From this position they were asked to maintain the starting position for 4 s (phase 1), complete cervical flexion for 4 s (phase 2), sustain cervical full flexion for 4 s (phase 3) and cervical extension with return to the starting position for 4 s (phase 4) [22]. Each subject performed three trials of this protocol. Throughout the test to prevent the effect of speed on FRP, the pace was controlled by a digital metronome [10, 23]. Before the test, all subjects were instructed to perform full correct cervical flexion, without protrusion of the head at the preset pace. The SEMG activity of CES and upper trapezius (UTr) muscles was recorded simultaneously with electrogoniometer during all phases of movement. For the purpose of SEMG data normalisation, the subjects performed maximum voluntary isometric contractions (MVICs) of CES and UTr muscles after the trials and electromyographic activities were recorded. The MVIC for CES muscles were obtained in sitting position, and for this reason a cuff was wrapped around the head which was connected to a stable attachment at the same height and subjects maximally pulled back on the wire [24]. In order to obtain MVIC for UTr in seated position, the subjects were asked to perform an isometric shoulder shrug [22]. For obtaining MVIC the subjects performed three repetitions for 5 s, and 2 min interval was considered between contractions to prevent muscle fatigue. In order to investigate the intra-session reliability of study variables, the result of three tests was recorded.

Instrumentation

During each trial, myoelectrical activity of CES and UTr muscles was recorded with a SEMG device (Biometrics Ltd, UK). Bipolar disposal surface Ag–AgCl electrodes were applied bilaterally, 2 cm lateral to C4 spinous process for recording myoelectrical activity of CES muscles [25, 26] and also were placed lateral to the half-way point of an imaginary line formed by the posterior aspect of the acromion and the spinous process of C7 for the UTr [22]. The electrodes were positioned in the direction of the muscle fibres. Skin impedance was reduced by shaving, abrasion and washing the skin with cotton soaked in alcohol before application of the SEMG electrodes. Inter-electrode distance was 20 mm and electrode leads were taped to the skin. A ground electrode was placed on the right wrist. A sampling rate of 1,000 Hz, band pass filtered between 10 and 500 Hz (amplified with common mode rejection ratio >110 dB, overall gain 1,000, noise <1 μV RMS) were used.

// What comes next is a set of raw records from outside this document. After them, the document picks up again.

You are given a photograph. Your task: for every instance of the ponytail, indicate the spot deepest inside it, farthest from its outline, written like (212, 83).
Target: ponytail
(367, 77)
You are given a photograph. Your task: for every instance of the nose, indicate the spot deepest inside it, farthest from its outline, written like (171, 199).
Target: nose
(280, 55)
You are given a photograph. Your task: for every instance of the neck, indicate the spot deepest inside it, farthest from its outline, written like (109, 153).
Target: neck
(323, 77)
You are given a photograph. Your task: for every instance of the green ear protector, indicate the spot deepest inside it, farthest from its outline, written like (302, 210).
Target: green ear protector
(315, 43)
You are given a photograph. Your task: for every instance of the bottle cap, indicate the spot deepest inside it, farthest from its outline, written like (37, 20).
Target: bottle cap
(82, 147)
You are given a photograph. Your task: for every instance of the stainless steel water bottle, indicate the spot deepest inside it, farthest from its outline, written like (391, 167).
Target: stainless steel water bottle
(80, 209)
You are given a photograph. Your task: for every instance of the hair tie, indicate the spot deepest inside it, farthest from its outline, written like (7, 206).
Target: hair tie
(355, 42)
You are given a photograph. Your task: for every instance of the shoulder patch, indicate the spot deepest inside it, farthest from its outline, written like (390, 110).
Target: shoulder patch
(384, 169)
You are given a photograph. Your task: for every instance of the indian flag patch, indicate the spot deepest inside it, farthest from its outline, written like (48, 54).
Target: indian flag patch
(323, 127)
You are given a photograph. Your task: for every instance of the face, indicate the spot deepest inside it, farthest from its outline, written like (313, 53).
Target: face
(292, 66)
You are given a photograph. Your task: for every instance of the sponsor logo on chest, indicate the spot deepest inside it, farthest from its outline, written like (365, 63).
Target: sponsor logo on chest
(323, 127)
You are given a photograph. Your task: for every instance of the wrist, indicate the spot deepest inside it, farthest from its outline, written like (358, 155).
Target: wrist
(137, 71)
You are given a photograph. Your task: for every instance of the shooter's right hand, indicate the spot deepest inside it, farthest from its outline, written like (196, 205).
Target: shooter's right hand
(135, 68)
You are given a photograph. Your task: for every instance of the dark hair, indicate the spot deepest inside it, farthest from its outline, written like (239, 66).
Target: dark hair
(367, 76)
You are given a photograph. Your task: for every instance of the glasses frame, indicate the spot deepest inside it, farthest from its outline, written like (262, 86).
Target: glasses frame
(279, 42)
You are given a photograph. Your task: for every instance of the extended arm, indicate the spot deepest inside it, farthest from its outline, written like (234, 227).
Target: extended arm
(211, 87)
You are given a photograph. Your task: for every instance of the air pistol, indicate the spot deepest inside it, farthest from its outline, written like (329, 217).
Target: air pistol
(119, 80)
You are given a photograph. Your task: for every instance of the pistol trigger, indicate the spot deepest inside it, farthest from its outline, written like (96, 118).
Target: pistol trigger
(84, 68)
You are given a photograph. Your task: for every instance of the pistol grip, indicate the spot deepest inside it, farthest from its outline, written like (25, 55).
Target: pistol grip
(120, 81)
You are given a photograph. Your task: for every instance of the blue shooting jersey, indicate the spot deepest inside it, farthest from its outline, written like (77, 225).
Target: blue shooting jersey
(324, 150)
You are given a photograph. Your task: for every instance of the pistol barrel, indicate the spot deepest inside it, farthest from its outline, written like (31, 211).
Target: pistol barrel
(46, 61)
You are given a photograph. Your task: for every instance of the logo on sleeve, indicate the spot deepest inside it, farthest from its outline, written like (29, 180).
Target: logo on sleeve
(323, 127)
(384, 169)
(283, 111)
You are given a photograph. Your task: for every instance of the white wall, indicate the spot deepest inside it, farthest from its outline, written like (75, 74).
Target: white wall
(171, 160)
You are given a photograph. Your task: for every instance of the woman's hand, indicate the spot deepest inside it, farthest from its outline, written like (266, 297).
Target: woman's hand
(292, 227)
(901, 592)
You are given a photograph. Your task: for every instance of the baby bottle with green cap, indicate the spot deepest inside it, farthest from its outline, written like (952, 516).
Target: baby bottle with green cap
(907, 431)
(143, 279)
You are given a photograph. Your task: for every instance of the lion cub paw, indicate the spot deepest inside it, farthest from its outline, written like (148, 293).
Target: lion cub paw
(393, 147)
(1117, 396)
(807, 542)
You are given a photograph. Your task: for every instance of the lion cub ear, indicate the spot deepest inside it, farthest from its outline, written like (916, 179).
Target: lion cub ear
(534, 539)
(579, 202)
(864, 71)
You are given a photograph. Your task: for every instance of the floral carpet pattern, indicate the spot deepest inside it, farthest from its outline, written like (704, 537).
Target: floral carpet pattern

The angle between the head and trunk was recorded simultaneously with an electrogoniometer sensor with a sampling rate of 50 Hz (Biometrics Ltd) and introduced as a cervical range of motion (ROM). Placement of electrogoniometer sensor is depicted in Fig. 1.

Data analysis

The EMG data were filtered and RMS values (window length of 250 ms and window slide of 50 %) were obtained to determine the onset and offset of FRP using a digital software (Matlab, version 6.1).

Threshold was determined to be 10 % of maximum activity in the concentric phase (phase 4) of movement [27]. During flexion movement, the FRP onset was determined whenever the activity level was less than the threshold, and also during extension movement the activity level greater than this threshold was determined as FRP offset and the mean of three trials was used for each variable. The angle at which the EMG onset and offset occurred was determined by a synchronised electrogoniometer. Maximal cervical flexion ROM was obtained for each subject from neutral head position to maximum cervical flexion without protrusion and was used for normalisation of the onset and offset angles.

The FRR was calculated by dividing the peak of EMG activity during the extension phase by the peak of EMG activity during the relaxation phase. The intensity of electromyografic activity of each phase was obtained by normalising its RMS values with MVIC values.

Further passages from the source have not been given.